As I finish up the new edition of my Portland breakfast guidebook, I found myself reflecting on all the research I’ve done. I think the best plate of food I had in 2013 was the Kielbasa Hash at Olympic Provisions’ brunch. So here’s the chapter I just wrote about it for Breakfast in Bridgetown‘s third edition:
I have this Italian friend, Silvio. He’s my guide for the Italian hiking tours I lead, and he’s a total snob about food. Or, at least, he insists that it be good and serious; otherwise he dismisses it completely. I saw him once, at a café in Greve, Chianti, almost break his plate by throwing down a spoon in disgust … after tasting the olive oil.

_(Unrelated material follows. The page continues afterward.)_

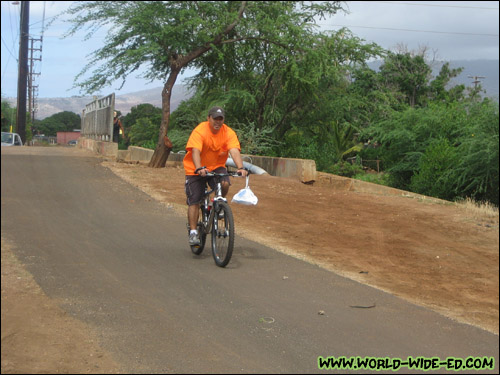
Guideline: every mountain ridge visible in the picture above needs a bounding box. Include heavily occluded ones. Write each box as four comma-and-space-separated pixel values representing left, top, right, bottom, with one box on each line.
4, 85, 193, 120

When I visited him once and brought along a gift of Finocchiona salami from Olympic Provisions (with garlic, black pepper and fennel) he nodded his approval, and then ate more than usual.
Point is, Olympic does some very serious things with meat. You’ll be greeted by this display when you enter their Northwest location, in particular. It is a bank of yumminess. Over at the southeast location, you’ll likely notice first the wall of wine, even more than the flashing “Meat” sign, the hams hanging behind the window, the high ceilings, the east-facing sun-filled windows, or the impossibly cute staff.
Both locations are a little generic looking on the outside, and really out of the way. You’re unlikely to just drive by either of them, and in fact I rarely meet somebody who has eaten there. But when I think back on all the meals I ate for this edition of the book – and the number is embarrassing – the plate of food that springs to mind first, and makes me feel all warm and happy, is the Kielbasa Hash from Olympic Provisions. I’ll be my best here, but really, just go get one.
Start with perfectly sized and roasted Yukon gold potatoes. Add oyster mushrooms, also perfect. Then kielbasa. Then bacon lardons. And what’s a lardon? I asked the chef, Colin Stafford, the same thing:
It’s the probably the absolutely, most quintessential French ingredient. It is bacon that is cut substantially thicker than you would if you were going to crisp it up for a slice of bacon—so probably a quarter-inch thick at least. You cut it into long slabs, and you cut those slabs into perfect squares. Then you put those into the oven or sauté them in a pan until they are slightly rendered and still tender.
You want one now, don’t you? But wait, there’s more! We haven’t even added the onion confit (cooked in butter, that is), frisee (slightly bitter lettuce that doesn’t wilt), and a poached egg. It is … well, it was my favorite breakfast dish in 2013, for whatever that’s worth. And when the woman at the next table bit into hers, she said “Oh my God” loud enough for about 10 people to hear it.
And it’s far from the only good thing on their menu. They do a Benedict with their own Sweetheart Ham, and also do them with spinach, biscuit-bacon-sausage gravy, and steak and arugula. And there’s a Ploughman’s Platter with two salami, pork terrine, cheese, pickled egg, bread and a glass of draught beer! There’s also a “classic breakfast” with, that’s right, two meats, as well as a brioche French toast with orange butter. You can add spiced apples and whipped cream to that, if you want.
In fact, you can do whatever you want. I’m leaving right now to get something to eat at Olympic Provisions.
Online: Olympic Provisions is online at olympicprovisions.com, as well as Facebook, Twitter, and Instagram. When and Where: They serve brunch weekend from 10 to 3 at both locations: 107 SE Washington (503-954-3663) and 1632 NW Thurman (503-894-8136). Wait: A little. Outdoors: No. Large groups: No. Coffee: Stumptown. Other drinks: Juice, tea, cocktails. Feel-goods: All meats sourced locally. Health options: Eh. WiFi: No.